Mining rights extended
The National Assembly has passed legislative changes to automatically extend mining rights that expire in 2023 and 2024 by 30 months. The measure was prompted by the backlog in the approval of extensions and delays in the adoption of relevant municipal spatial plans.
Mining rights have been extended once before by one of the pandemic legislative packages, by 18 months. But the backlogs that built up during the pandemic have not yet been cleared, Uroš Brežan, the minister of natural resources and spatial planning, told the MPs before the vote on the bill on 23 May.

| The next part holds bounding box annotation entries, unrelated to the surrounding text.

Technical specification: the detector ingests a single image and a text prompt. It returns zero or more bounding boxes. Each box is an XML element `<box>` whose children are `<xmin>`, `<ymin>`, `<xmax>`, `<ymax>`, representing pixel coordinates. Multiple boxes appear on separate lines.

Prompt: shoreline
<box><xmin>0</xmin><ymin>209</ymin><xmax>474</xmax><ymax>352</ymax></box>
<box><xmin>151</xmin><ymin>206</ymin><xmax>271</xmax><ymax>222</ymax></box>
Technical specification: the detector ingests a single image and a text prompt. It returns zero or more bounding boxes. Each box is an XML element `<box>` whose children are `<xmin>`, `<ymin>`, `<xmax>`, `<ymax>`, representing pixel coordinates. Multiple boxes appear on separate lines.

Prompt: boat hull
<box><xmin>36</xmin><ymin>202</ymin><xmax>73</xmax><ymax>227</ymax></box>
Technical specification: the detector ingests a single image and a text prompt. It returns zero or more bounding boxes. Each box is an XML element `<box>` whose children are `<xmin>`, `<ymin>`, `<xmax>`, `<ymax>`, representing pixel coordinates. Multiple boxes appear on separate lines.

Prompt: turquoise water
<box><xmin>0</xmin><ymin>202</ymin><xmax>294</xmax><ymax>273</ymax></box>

As the changes to the Mining Act were discussed on the committee last week, State Secretary Matej Skočir told MPs that concession contracts for the exploitation of mineral resources were expiring for many holders of mining rights in June.

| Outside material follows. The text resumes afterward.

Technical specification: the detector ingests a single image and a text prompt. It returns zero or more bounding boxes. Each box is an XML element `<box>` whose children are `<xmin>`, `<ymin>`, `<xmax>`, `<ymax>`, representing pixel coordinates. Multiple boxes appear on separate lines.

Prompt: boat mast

Last December, six months before the expiry as envisaged by the Mining Act, the ministry received more than 100 applications for extension, and had so far processed only eleven of them, Skočir said.
Brežan also pointed to delays in the passing of spatial planning documents by municipalities, which in some cases are required for a concession to be extended.

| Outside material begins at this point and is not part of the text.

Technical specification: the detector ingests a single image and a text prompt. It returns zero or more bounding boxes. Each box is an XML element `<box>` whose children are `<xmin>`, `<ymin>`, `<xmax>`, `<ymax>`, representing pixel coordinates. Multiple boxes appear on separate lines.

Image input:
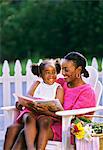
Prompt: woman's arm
<box><xmin>55</xmin><ymin>86</ymin><xmax>64</xmax><ymax>105</ymax></box>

The 30-month extension will allow the backlogs that were created in municipal and other administrative procedures during the pandemic to be cleared, while the ministry will use this time to draw up systemic changes to the mining act, Brežan promised.
"The ministry will be resolving applications in time, while municipalities can adopt the relevant spatial planning documents during this time," he added.
The changes were passed by 52 votes in favour and 20 against. The opposition Democrats (SDS) opposed the proposal, arguing that blaming backlogs on the pandemic was just an excuse.
New Slovenia (NSi), the other opposition party, did not cast their votes. Their line of argument was that the changes would not resolve the problem, only postpone a solution.
On the committee, the party's MP Janez Žakelj quoted warnings by the State Attorney's Office that automatic extension could undermine Slovenia's position in the arbitration dispute with the UK company Ascent Resources regarding hydraulic fracturing in Petišovci.
"One of the key points of contention for the investors ... is the fact that with each day of the concession contract that they are not allowed to extract natural gas in the desired manner they are suffering additional damage," the office said.
In the letter to Minister Brežan, the office also noted that the investor had estimated the damage in the application for arbitration at a minimum of €500 million. Ministry officials did not want to discuss this with MPs so as not to jeopardise the arbitration procedure.
The ruling coalition warned that suspension of concessions and the subsequent withdrawal of mining rights could lead to loss of tax revenue, which would in turn jeopardise key infrastructure projects. It would also make Slovenia very dependent on imports, they argued.